Again, a minority of desk workers are enthusiastic about AI’s potential to improve their on-the-job effectiveness, with 42% saying they are excited about the idea of AI handling tasks from their current job - that breaks down to 40% in the US and 41% in the US. Who are they? Well, if you spend nearly two-thirds of the working day - more than 60% - on tasks that are low-value, repetitive or lack meaningful contribution, you are 2.4x more likely to be very excited about how AI might replace tasks compared to those who spend less than 20% of their day on low-value tasks. So, if you’re bored at work, then AI is a bright and shiny thing that might lead to a better life ahead. Once the bots have taken over your daily routine, your real potential will inevitably be recognized and realized, right? 

But what then do you do at your desk?  Some 42% of global respondents say they’re “excited “for AI and automation to handle tasks from their current job, while nearly a third (31%) are neutral and over a quarter (27%) are concerned. What happens next surely depends on how well your organization is ready to (a) find new roles and (b) up-skill existing personnel to adapt to the new AI era?

That, in turn, requires executive buy-in and investment. So how far are they committed to such actions? Unsurprisingly given the current hype climate, nearly all executives polled feel pressure to integrate AI tools into their organization, with half of all executives saying they feel a high degree of urgency to incorporate AI tools. What do they reckon they’re going to get from this? Well, it seems that the wish list is increased efficiency and productivity of employees (38%), data-driven decision-making (35%), innovation of products and services (34%), and cost reductions (33%).

All of that sounds terrific. So, what’s in the way of realizing those benefits? According to the survey, the top concerns are data security and privacy (44%),  AI reliability and accuracy (36%), lack of expertise and skill gap among staff (25%) ethical and compliance issues (17%), customer trust and acceptance (17%), and cost of implementation and maintenance (16%).

But if execs want to get past this stage, they need to step up in terms of telling their teams what they expect. The study finds that companies with defined guidelines on how to use AI at work are seeing the strongest uptake among employees. Desk workers at companies that have issued guidelines for how AI can be used are five to six times more likely to have experimented with AI tools, compared to desk workers whose companies have no guidelines around AI usage.

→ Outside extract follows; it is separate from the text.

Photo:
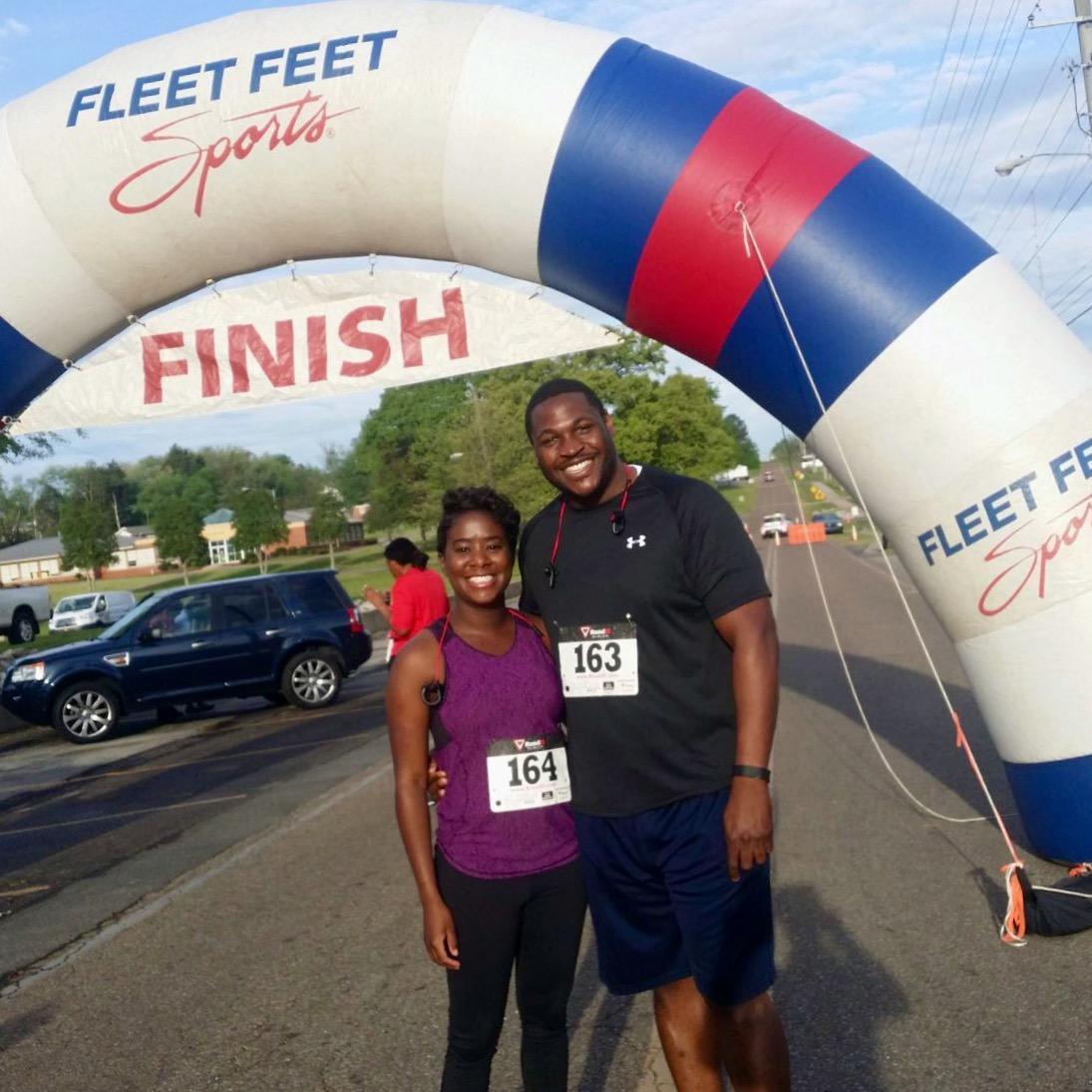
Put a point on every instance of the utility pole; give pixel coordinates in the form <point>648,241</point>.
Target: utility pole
<point>1082,19</point>
<point>1082,9</point>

So that’s OK, isn’t it? Simple. Indeed, a majority (81%) of executives report feeling “some urgency” to incorporate generative AI into their organizations, with 50% reporting a high degree of urgency. But - and you knew there was a but coming - close to half of all respondents (43%) say they’ve received no guidance from their leaders or organization on how to use AI tools at work. 

My take

Next time, in three months, this may be a different picture. But the critical element here is surely around up-skilling and future planning for new roles for workers. That ‘augmentation’ argument rings out loud and true. Otherwise, I’m seeing a lot of bored desk workers being those proverbial turkeys who can’t wait for Thanksgiving to come around.